Tout n’est pourtant pas réglé car en la matière, les mots peuvent être interprétés. La HAS a donc choisi une position tranchée. D’abord cette affirmation : «Une sédation profonde et continue maintenue jusqu’au décès est une réponse à la souffrance réfractaire ; elle n’est ni une euthanasie, ni une réponse à une demande d’euthanasie.» Propos bien définitifs… Ensuite ? Pour y avoir droit, c’est presque un parcours du combattant : si la personne est consciente, c’est au patient certes de décider, mais «le médecin doit s’assurer de sa vraie volonté», demander éventuellement un avis à des psychiatres, évoquer avec lui les différentes possibilités, y compris celle d’une sédation limitée avec possibilité de réveil, et bien sûr une procédure collégiale doit être faite avant de l’entreprendre. Bref, cela se mérite.

 Vision restrictive

Deuxième limitation forte que recommande la HAS : le pronostic du patient doit en effet être engagé à court terme pour en bénéficier, dit la loi. Mais que veut dire le court terme ? Quelques heures ? Quelques jours ? Quelques semaines ? Cette incertitude législative permettait de faire face à des situations différentes. Réponse sèche de la HAS : «Une sédation profonde et continue maintenue jusqu’au décès ne peut être envisagée que si le décès est proche, attendu dans les quelques heures ou quelques jours qui viennent.» Et ce rappel, à nouveau: «Si le décès est attendu dans un délai supérieur à quelques jours et que les symptômes sont réfractaires, une sédation réversible de profondeur proportionnée au besoin de soulagement est discutée avec le patient.»

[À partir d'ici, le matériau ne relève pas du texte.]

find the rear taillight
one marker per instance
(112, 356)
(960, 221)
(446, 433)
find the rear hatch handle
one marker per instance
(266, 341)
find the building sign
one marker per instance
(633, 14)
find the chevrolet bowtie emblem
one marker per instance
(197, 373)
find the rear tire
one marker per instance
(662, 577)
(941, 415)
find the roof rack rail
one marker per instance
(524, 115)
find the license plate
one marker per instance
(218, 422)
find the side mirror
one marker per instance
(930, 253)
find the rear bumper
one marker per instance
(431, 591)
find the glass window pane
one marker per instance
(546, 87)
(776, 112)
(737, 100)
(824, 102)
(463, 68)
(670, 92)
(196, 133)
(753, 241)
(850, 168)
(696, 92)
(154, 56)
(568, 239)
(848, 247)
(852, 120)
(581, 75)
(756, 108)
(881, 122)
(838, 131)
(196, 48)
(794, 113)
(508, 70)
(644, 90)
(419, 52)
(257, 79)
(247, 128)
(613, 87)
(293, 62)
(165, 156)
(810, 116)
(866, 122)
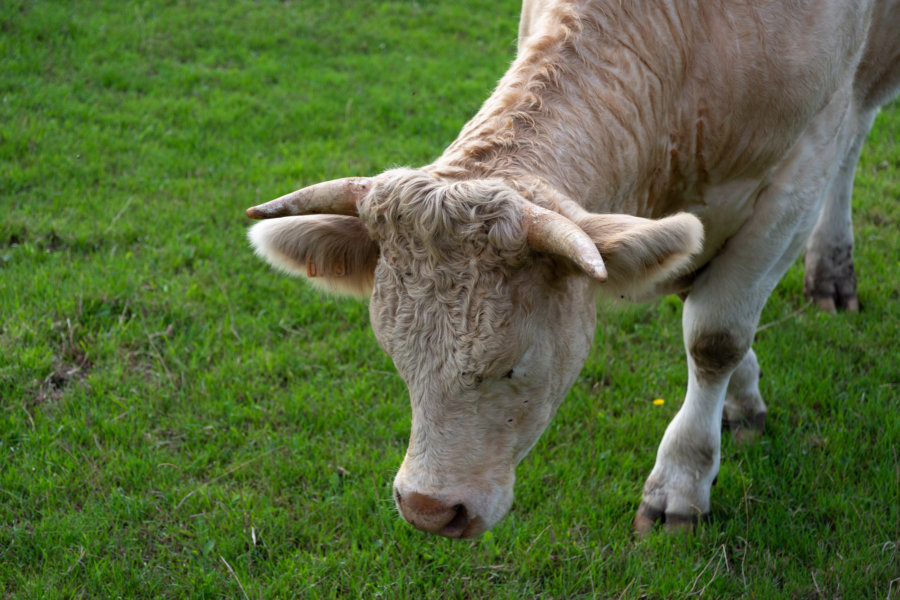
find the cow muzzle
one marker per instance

Pour la HAS, le court terme se limite donc à quelques jours. Ce qui, de ce fait, limite là encore nettement l’utilisation possible de la sédation. Enfin, «la SPCMD peut être réalisée en établissement de santé, mais également au domicile ou en établissement d’hébergement pour personnes âgées dépendantes, y compris si un médecin en charge du patient suffisamment disponible se sent isolé sur son territoire. Chaque situation est singulière et complexe». Certes, mais actuellement, les médicaments pour cette sédation ne sont disponibles que par le biais d’une prescription hospitalière.

C’est donc, au final, une vision restrictive de cette avancée législative que recommande la HAS. Il n’est pas sûr qu’à mettre autant de garde-fous et de contraintes à son application, la HAS n’aboutisse pas à l’effet inverse, c’est-à-dire à relancer le débat sur la nécessité d’une nouvelle loi sur la fin de vie médicalisée.